Nomi Network, a non-profit organization that trains survivors of sexual slavery to produce products that will sell in the global market, was named after an 8-year-old survivor of sex trafficking in Cambodia. Nomi was so mentally disabled after her treatment as a sex slave, that she will spend the rest of her life in a rehabilitation home.
After meeting Nomi, two young women, Allisa Moore and former business and economics student Diana Mao, founded the Nomi Network in 2007. Mao had met other young Cambodia girls vulnerable to sex trafficking. She also “saw a lot of people actually turn trash into products and that’s a way that they generated income,” she said.
Using this concept, she joined Moore in forming the Nomi Network to create jobs for survivors of sex slavery. The network trains them and sends designers to work with them to create high quality products that will sell in the mainstream market. Some of the products include bags, wallets, iPad sleeves, cosmetic bags and computer cases.

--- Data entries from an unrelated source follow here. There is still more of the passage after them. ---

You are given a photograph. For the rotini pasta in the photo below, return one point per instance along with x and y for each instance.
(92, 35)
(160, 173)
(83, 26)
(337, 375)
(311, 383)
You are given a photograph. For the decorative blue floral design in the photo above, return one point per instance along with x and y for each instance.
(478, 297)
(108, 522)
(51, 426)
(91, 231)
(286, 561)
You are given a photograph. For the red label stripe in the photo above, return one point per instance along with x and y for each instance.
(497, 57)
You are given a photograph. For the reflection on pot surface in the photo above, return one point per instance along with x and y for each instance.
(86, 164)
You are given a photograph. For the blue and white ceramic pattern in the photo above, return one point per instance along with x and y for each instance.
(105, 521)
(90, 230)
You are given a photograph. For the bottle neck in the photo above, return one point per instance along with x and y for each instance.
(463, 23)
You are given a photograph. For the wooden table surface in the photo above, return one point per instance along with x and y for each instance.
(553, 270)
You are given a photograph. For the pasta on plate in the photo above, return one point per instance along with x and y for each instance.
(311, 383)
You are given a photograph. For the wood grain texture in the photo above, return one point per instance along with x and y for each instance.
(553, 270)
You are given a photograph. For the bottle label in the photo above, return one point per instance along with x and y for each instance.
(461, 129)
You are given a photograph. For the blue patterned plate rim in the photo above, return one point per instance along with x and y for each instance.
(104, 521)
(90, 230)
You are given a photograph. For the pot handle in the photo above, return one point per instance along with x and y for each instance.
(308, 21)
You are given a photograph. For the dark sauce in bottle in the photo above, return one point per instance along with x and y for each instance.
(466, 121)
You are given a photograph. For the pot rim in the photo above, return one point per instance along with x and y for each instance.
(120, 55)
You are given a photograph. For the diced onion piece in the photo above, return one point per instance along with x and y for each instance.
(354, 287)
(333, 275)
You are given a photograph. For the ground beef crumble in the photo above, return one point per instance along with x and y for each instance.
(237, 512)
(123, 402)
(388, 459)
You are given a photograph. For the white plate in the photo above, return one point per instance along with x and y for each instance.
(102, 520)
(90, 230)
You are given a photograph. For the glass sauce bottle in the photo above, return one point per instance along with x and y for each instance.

The network’s goal is twofold: to empower and fully rehabilitate survivors, and to
educate consumers to use their dollars to buy products that are socially conscious.
A slave is a person forced to work under threat of violence with no pay beyond subsistence. There are 27 million slaves today, working in the sex trade, on farms, in coal and diamond mines, and at other forms of forced labor. Modern day slavery is a $32 billion industry.